つまりは、動植物と【対等な立場でいたい】という気持ちがあるのではないか。少なくとも私にはある。対等な立場というと上から目線の、銃を片手にもったままの乱暴な考え方かもしれないが、単純によりよくつながっていたいということなのだと思う。自分は命を奪うばかりで、自分の命だけは絶対に奪われたくないというのは、自然の摂理に反したエゴ丸出しマンになってしまうのだ。
でも、山田さんと私の考えで、違う部分もある。
山田さんの場合は、生肉のままの消費を連想している。熊に美味しい太ももを食べてもらって、残りの死体は川に流れて魚についばまれて消費されていくような未来。自分もたくさん食べてきたから、自分の身体を差し出したいという願望。
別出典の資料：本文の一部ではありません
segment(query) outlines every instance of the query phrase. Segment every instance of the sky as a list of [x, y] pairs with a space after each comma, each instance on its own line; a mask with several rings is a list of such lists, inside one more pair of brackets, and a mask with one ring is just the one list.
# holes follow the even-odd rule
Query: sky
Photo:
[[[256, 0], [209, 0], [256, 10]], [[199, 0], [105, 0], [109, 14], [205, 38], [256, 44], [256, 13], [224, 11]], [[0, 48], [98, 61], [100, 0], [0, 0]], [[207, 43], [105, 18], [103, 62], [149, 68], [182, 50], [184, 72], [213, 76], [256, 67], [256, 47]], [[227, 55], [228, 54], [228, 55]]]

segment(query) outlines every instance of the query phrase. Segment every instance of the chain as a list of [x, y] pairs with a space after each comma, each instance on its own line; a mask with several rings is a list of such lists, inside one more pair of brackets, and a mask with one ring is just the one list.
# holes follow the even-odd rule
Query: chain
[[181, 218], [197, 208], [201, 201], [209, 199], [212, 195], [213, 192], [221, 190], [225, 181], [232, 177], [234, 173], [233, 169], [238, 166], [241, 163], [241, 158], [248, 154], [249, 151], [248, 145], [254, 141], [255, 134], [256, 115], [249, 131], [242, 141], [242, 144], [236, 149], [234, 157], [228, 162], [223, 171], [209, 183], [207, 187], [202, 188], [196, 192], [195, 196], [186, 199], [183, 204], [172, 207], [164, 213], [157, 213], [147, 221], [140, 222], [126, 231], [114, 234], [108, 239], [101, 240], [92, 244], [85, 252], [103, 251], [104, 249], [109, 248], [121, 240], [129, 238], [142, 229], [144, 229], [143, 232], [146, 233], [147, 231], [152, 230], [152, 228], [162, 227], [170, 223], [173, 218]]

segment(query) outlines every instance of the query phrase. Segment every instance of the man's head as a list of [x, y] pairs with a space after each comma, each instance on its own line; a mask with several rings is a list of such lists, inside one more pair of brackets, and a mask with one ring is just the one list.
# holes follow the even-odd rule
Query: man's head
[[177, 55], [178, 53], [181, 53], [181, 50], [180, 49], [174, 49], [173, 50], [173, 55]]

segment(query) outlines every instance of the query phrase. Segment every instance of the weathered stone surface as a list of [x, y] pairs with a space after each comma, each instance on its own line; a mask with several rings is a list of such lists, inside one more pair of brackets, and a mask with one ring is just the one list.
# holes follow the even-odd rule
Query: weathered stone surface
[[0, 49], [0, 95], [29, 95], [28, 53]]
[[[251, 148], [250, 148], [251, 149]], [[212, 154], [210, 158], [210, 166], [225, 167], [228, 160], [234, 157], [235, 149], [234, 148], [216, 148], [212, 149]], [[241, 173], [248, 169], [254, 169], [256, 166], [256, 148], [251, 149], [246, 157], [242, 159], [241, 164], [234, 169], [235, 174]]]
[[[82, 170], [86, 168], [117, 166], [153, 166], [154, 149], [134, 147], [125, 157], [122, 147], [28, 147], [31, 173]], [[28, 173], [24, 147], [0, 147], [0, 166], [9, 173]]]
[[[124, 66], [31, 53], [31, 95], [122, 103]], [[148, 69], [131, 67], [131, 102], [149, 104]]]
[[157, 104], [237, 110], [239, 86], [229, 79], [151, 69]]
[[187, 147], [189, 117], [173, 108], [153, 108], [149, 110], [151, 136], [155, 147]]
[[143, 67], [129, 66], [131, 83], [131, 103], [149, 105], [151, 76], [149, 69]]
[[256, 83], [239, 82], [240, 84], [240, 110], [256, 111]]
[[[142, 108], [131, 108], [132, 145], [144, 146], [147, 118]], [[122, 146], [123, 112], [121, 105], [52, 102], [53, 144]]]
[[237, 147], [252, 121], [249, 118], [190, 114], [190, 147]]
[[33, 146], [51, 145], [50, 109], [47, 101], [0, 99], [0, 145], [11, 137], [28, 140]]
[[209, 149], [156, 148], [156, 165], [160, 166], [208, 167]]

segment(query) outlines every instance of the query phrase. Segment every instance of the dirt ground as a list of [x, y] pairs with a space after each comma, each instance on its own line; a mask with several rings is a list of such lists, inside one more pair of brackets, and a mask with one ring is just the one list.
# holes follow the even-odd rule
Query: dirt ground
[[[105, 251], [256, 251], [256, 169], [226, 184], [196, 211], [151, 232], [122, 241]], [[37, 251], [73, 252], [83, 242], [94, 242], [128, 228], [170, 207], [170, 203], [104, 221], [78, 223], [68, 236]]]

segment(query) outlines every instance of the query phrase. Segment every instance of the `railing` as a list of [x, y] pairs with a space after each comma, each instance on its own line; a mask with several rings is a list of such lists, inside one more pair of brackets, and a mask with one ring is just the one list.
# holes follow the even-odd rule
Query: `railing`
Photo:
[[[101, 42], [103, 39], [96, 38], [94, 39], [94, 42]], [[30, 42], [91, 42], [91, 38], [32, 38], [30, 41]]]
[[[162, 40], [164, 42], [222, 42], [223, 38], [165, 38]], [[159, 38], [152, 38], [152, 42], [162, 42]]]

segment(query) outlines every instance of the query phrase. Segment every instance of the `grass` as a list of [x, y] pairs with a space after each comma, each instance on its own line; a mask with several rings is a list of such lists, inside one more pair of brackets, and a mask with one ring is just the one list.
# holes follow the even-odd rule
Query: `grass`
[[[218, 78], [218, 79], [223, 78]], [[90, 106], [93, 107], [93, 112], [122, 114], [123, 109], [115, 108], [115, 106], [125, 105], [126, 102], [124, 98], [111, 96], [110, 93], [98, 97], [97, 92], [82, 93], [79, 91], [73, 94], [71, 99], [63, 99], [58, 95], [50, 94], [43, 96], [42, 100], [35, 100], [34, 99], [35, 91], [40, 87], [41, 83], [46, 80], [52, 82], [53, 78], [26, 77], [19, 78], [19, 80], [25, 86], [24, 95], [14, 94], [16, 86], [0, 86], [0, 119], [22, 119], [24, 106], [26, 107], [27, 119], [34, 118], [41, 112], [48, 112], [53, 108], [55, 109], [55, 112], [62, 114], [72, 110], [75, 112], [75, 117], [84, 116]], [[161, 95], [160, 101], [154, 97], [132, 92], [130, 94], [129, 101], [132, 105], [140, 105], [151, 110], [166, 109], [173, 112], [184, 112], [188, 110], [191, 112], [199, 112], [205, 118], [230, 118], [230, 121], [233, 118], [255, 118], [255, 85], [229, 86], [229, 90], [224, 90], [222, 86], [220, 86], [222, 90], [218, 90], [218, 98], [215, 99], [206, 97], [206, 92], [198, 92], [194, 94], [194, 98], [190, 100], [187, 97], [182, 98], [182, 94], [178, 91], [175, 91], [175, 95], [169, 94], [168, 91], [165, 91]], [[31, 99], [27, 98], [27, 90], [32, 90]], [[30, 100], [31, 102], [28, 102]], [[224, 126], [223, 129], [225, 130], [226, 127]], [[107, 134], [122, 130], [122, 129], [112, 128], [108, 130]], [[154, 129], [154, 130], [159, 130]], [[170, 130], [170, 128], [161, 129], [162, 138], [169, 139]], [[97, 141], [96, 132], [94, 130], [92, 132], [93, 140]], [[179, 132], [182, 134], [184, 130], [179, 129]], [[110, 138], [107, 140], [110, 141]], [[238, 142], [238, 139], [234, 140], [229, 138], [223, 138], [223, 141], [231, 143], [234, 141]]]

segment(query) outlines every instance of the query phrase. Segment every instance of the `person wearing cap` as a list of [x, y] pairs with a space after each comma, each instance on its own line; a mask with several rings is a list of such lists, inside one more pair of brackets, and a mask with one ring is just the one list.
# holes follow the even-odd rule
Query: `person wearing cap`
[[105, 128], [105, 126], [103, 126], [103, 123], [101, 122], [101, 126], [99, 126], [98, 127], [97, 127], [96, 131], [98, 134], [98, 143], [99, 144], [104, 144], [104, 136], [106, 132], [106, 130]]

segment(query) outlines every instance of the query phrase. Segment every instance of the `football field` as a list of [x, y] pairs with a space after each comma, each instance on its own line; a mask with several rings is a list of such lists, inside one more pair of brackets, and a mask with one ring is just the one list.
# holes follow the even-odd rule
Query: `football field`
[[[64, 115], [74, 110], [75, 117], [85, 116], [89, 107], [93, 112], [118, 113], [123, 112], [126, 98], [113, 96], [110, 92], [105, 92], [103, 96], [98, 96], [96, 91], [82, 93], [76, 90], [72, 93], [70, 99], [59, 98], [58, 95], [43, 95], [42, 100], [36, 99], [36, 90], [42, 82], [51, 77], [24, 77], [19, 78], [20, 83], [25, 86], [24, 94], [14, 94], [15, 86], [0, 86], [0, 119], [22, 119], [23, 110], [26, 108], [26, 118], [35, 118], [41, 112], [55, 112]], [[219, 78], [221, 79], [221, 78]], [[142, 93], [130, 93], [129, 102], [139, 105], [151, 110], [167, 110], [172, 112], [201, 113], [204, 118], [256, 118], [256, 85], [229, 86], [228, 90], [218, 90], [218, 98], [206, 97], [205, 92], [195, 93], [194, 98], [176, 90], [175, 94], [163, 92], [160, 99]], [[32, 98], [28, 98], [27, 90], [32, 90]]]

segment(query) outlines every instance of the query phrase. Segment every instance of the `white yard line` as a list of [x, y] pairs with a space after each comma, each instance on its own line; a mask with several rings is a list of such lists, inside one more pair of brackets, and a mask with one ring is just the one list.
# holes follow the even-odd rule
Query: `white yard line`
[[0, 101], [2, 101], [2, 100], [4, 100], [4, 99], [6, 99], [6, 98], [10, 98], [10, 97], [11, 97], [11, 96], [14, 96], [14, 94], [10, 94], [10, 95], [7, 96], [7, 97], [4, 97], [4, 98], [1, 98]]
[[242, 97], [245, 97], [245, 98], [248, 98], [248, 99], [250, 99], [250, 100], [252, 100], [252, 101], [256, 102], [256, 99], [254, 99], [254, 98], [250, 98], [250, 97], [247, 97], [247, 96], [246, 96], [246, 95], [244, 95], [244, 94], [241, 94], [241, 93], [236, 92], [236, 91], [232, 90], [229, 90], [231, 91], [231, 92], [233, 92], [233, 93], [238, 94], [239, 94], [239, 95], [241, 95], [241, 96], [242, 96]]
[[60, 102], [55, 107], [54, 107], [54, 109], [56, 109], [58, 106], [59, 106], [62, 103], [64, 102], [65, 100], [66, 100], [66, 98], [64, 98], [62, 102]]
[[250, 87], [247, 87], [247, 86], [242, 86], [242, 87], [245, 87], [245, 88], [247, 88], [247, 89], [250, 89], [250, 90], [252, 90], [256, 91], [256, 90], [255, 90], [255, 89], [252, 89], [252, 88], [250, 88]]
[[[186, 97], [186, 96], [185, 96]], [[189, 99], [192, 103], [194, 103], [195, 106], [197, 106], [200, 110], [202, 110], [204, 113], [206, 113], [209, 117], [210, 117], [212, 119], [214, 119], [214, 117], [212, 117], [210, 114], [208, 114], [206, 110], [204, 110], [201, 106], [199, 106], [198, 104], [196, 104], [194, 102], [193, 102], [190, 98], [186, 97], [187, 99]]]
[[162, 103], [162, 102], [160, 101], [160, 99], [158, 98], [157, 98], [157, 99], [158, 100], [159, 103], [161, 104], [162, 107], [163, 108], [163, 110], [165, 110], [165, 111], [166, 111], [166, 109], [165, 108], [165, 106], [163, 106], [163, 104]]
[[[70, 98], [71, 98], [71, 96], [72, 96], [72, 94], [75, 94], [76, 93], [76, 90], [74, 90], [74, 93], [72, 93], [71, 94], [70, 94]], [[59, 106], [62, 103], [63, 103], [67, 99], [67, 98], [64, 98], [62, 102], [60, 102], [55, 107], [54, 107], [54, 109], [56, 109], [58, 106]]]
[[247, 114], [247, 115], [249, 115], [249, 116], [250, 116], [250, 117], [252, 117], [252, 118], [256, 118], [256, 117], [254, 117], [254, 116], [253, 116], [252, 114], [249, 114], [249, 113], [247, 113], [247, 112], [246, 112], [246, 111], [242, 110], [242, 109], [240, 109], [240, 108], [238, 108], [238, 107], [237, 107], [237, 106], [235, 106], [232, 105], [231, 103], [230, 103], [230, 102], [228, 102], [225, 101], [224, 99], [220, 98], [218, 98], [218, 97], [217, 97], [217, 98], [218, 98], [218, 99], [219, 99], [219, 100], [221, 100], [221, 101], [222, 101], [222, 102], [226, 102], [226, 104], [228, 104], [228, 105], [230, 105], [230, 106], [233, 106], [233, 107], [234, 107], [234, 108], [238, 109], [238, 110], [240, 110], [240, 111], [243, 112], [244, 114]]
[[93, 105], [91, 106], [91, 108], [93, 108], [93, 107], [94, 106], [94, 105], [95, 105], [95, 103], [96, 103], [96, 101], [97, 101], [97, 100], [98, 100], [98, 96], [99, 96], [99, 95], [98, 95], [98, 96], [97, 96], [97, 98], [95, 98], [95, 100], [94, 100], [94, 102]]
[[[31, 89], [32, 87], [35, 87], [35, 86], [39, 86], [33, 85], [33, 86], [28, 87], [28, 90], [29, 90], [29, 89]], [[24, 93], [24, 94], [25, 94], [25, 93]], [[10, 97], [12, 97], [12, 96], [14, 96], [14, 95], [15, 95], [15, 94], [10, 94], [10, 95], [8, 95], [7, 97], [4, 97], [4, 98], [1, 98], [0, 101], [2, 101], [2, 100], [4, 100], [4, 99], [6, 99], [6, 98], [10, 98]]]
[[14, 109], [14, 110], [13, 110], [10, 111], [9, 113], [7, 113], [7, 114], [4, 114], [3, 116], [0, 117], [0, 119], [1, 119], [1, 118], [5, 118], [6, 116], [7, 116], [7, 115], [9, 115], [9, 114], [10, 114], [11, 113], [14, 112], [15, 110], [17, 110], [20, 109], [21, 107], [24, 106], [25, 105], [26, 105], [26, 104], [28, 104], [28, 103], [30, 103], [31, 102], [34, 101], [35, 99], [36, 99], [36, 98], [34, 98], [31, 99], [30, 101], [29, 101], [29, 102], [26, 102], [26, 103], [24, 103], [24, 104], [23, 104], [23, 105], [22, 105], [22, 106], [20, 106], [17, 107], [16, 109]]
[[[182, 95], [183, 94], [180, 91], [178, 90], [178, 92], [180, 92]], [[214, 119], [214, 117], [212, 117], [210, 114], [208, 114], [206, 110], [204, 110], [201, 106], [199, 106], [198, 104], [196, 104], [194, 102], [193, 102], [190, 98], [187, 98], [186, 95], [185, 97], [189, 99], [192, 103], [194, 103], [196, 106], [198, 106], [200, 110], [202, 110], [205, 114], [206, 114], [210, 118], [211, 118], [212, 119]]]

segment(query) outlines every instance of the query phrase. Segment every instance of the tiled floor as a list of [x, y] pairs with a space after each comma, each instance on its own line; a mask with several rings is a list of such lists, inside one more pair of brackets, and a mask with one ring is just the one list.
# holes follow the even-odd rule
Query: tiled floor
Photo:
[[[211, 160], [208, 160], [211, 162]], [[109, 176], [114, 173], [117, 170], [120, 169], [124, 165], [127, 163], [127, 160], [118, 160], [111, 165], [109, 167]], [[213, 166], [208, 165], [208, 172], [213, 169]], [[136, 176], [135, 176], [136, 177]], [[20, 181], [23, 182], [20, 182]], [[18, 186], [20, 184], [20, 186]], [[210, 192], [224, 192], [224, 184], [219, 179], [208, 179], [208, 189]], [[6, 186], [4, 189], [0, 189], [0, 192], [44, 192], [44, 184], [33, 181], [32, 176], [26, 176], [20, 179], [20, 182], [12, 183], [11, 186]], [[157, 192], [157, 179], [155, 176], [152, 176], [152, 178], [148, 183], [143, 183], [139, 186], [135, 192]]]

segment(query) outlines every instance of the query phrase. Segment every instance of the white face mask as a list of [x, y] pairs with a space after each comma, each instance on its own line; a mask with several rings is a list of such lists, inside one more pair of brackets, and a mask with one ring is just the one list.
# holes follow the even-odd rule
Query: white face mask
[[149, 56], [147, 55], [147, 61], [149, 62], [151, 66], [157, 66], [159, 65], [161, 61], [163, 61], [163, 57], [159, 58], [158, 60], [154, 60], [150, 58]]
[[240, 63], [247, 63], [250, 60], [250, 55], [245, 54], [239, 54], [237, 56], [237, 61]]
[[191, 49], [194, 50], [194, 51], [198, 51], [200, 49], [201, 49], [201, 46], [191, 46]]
これは、手塚治虫の漫画「ブッダ」に出てきたウサギの話とつながる。
熊やキツネは瀕死の旅人に対して木の実や果物などを持ってくることができたが、何も与えるものがなかったウサギは、自分自身が火に飛び込み旅人に身を捧げる話が語られている。手塚治虫の描くシッダルタの悟り、ブッダの教えは”自己犠牲”と”宇宙はひとつの生命ですべてのものがつながっている”に集約されていると思われるが、この精神性と山田さんが考える「対等な世界」は同じラインにあるのではないか。
私も同じような考え方を持っている。違う部分があるとすれば以下の部分であろうか。
「いつか熊に食べられたい」という気持ちは理想の死に方のひとつであり、その先には「山の一部になれるのではないか」という仄明るい希望があるからだ。
私は山になりたい、のかもしれない。熊に全身を食べられることで、胃の中でドロドロに溶かされ、一部分は腸から吸収され、残りの大部分はウンコとして山の中に落とされる。そして、分解され最終的には土となる。
そうなることで、私は山の一部になって、本当の意味で自然とつながることができるのだと思っているのかもしれない。冷たい墓石の下ではなく、鳥がさえずり、虫の羽ばたきがこそばゆく感じる山に染み込んでいきたい。
似てるようで微妙に違うニュアンス。同じ部分と違うところ。
もっと山田さんと話をしてみたいし、もっと一緒に山を歩いてみたい。